Often in the West we think of the church in terms of two divisions: Protestants and Catholics. But the church experienced a large rift several centuries before the Reformation that gave us these two divisions (which we will explore later in this study). In 1054, the Eastern and Western church parted ways in an event also known as the Great Schism. We’ll discuss the split itself and its consequences tomorrow, but today we’ll look at what caused it.
The main theological issue that finalized the split concerned a clause (actually, a word) that the Western church had added to the Nicene Creed: FilioqueIn Latin, filioque means “and the son.” The Western church claimed that the Holy Spirit proceeded from the Father and the Son. It may sound like a minor detail to our ears, but for the Eastern church it was important to assert that the Holy Spirit proceeded through the Son. They were also alarmed that the creed had been changed without any prior discussion.
The tensions that led to the Great Schism were centuries in the making. The two halves had already been drifting apart because of a number of cultural differences. Politically, for example, the Western church did not have to contend with a strong state after the Roman Empire collapsed, but in the East, the church had to jockey with the Byzantine Empire. Also, the Eastern church spoke Greek, and the Western church Latin. Another disagreement that the East and West had battled over long before the split, interestingly, wasn’t about words or languages, but images.
If you’ve ever seen the inside of a Greek Orthodox sanctuary, you may have been struck by all the gilded, angular portraits of saints and biblical characters peering at you from every corner. Even today, the Orthodox tradition emphasizes icons, which are seen as “manifestations of the heavenly ideal.” They are a kind of “window” between heaven and earth.

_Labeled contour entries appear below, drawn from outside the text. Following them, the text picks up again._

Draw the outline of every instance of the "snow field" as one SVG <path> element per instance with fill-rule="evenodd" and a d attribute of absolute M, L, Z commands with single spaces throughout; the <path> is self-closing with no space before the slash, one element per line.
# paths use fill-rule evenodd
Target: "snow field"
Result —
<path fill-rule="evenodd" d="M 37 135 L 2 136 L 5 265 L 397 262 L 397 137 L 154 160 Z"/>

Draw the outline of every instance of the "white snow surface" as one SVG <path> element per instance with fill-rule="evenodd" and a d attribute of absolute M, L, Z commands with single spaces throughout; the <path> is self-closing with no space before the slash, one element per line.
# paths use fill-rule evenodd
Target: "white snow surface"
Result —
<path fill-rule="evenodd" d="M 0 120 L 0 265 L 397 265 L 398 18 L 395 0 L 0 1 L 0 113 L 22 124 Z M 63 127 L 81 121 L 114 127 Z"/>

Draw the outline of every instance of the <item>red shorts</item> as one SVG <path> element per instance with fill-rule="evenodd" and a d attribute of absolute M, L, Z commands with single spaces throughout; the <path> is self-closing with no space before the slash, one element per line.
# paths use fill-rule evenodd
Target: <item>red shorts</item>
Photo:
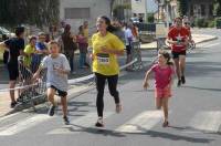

In the 700s some church members had become concerned that the use of images in worship was verging on idolatry. They were worried that “ordinary Christians may fail to distinguish between the holy object or holy person and the spiritual reality it stood for.” The church became divided between “iconoclasts”—destroyers of images—and “iconodules”—worshipers of images.60 Iconoclasts wanted to replace religious icons with traditional Christian symbols like the cross, Bible, and renderings of the Lord’s Supper. But iconodules like a man named John of Damascus rose to defend icons. John of Damascus argued that an image imitates its original as a copy, and that to deny that an icon could depict Christ was actually to deny the incarnation.
While no one should worship an icon, John affirmed, icons could be used to help believers worship Christ. In 787 a council met in Nicaea and supported John of Damascus by condemning the iconoclastic movement. Yet the two halves of the church continued to drift apart, with the Eastern tradition largely endorsing the use of icons in worship. Both sides of the controversy did agree on the idea that images were powerful. Today, our culture is saturated with images that pour out of our computers, TVs, and cell phone screens. For a moment, think about the importance of icons in marketing. For instance, upon seeing a Starbucks symbol, you might feel very strongly that you need a cup of coffee right away.
How do the images you surround yourself with help or hinder your life in Christ?